I'm a bit confused by this. You listed two wires going to the N leg of the transistor - "from throttle controller" and "to ground". With what I listed above, the N leg of the transistor is going to an Arduino ground (which completes the circuit of the Arduino PWM) and to the ECU throttle signal ground (which completes the sinking source PWM circuit).

Unless I'm missing something about the Arduino or how transistors work (both of which are entirely possible) I believe that one of its signal grounds would need to go to that leg of the transistor, otherwise that PWM wouldn't have anything to complete its circuit. Is that incorrect?

I also don't know how isolate that particular signal ground is from the rest of the engine grounds.

 

[guest user]

I think I see the confusion. There are two N legs, not just one.

Also, in this case, you will be pulsing the ground wire with the PWM, not the positive wire as is the more common expectation. At the end of the day it really comes down to the same thing. A complete circuit is only established for a certain percentage of time.

Think of a transistor as a mini relay. It has three legs Collector (C), Base (B), Emitter (E). Functionally, the base leg controls the flow from the collector to the emitter.

Transistors come in two flavors, NPN and PNP. The main difference is whether it is activated by a positive or negative signal. For our purposes, we're using An NPN as we'll activate it with a positive signal from the arduino. When you activate the P (B) leg, you are connecting a circuit between the two N (C & E) legs.

The connection will look something like this:
Key:
. (period) just for spacing, as this system does not like spaces
_ (underscore) or | (pipe) are wiring connections

..................ECU.......................TRANSISTOR
...............+|.....|-..............N (C).....P(B).....N(E)
Constant......|.....|____________|.........|........|
Voltage_____|...................................|........|____________Ground
....................................................|
Arduino D3___________________________|

 

[Ted]

I think I see where we may have a disconnect (put intended).
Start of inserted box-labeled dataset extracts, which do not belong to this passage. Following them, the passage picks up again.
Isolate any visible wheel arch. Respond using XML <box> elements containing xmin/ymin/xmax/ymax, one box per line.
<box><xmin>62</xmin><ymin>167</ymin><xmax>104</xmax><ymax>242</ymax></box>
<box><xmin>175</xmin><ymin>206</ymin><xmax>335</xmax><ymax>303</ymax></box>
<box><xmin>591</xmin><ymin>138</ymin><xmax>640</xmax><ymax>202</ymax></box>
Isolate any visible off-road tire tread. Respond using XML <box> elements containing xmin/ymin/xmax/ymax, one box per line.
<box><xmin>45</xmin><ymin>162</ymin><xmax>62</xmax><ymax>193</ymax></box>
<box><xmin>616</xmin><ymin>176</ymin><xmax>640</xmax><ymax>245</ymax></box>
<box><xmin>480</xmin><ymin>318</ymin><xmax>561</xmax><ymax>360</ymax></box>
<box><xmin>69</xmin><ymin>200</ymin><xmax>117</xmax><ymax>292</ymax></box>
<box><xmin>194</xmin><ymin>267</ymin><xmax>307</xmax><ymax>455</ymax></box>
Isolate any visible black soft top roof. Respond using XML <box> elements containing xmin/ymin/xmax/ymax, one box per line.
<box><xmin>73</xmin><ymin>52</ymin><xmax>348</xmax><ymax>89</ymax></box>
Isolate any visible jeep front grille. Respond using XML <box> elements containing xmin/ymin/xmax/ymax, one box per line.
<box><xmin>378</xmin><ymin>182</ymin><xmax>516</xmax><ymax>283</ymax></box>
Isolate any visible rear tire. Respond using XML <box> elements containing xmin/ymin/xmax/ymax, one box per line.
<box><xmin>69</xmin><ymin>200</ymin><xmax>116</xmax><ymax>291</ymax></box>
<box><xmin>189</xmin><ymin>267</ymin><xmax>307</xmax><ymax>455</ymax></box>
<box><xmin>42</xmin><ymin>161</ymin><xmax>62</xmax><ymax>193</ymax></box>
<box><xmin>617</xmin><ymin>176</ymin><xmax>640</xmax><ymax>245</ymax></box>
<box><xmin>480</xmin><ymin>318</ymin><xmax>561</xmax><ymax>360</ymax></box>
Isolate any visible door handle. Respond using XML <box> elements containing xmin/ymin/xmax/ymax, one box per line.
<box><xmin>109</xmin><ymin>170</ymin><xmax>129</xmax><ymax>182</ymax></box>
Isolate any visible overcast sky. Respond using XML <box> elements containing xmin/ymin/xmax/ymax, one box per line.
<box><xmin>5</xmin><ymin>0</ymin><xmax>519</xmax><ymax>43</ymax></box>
The ECU has 3 pins related to the throttle - +8V, signal, and ground. These are all outputs, the ECU has a separate voltage to it that I have taken care of from the main battery. You've got ECU + and - in your graph. The way I understand the ECU, the +8V is only if the PWM generator (which Cat did not intend on being an Arduino) requires power.
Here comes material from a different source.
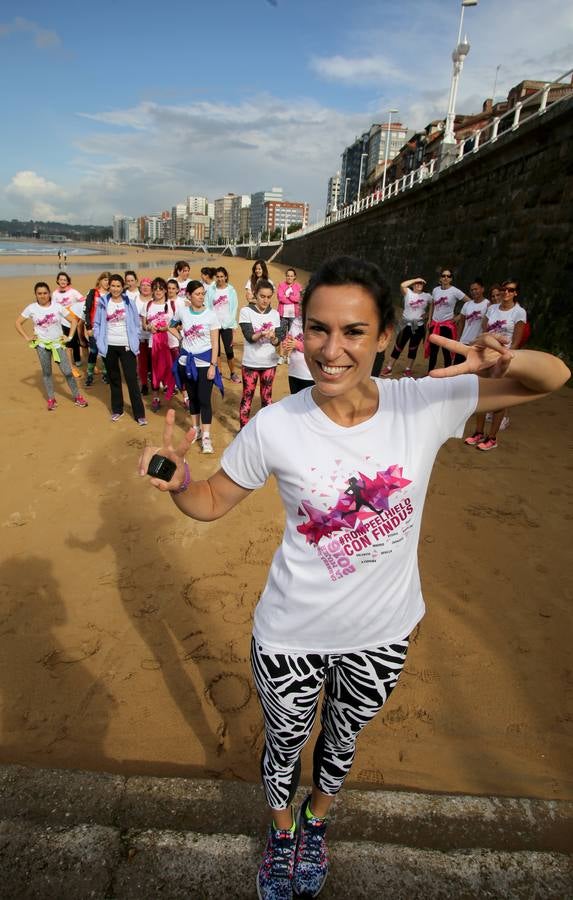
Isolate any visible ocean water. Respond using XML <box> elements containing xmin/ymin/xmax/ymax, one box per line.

I don't know (and I haven't done a ohm-out to check) whether that throttle sensor ground is the same as or isolated from the main ground. I can check that easily enough. So rewriting what you've got in there for what I'm thinking:

..................ECU.......................TRANSISTOR
...............+|.....| Singal ..............N (C).....P(B).....N(E)
.......................|.....|____________|.........|........|
..........................................................|........|____________ECU - (ECU ground)
..........................................................|........|
Arduino PWM D3__________________________|........|
Arduino Signal Ground ___________________________|

Since the Arduino will work on 8V if I get rid of the bootloader eventually I could run the Arduino on the ECU+, but that will be a further goal.

 

[guest user]

Based on what you're describing, I think we're finally in sync. The only thing is there is no need to have the ground return to the ECU and the Arduino. The ECU ground would be enough.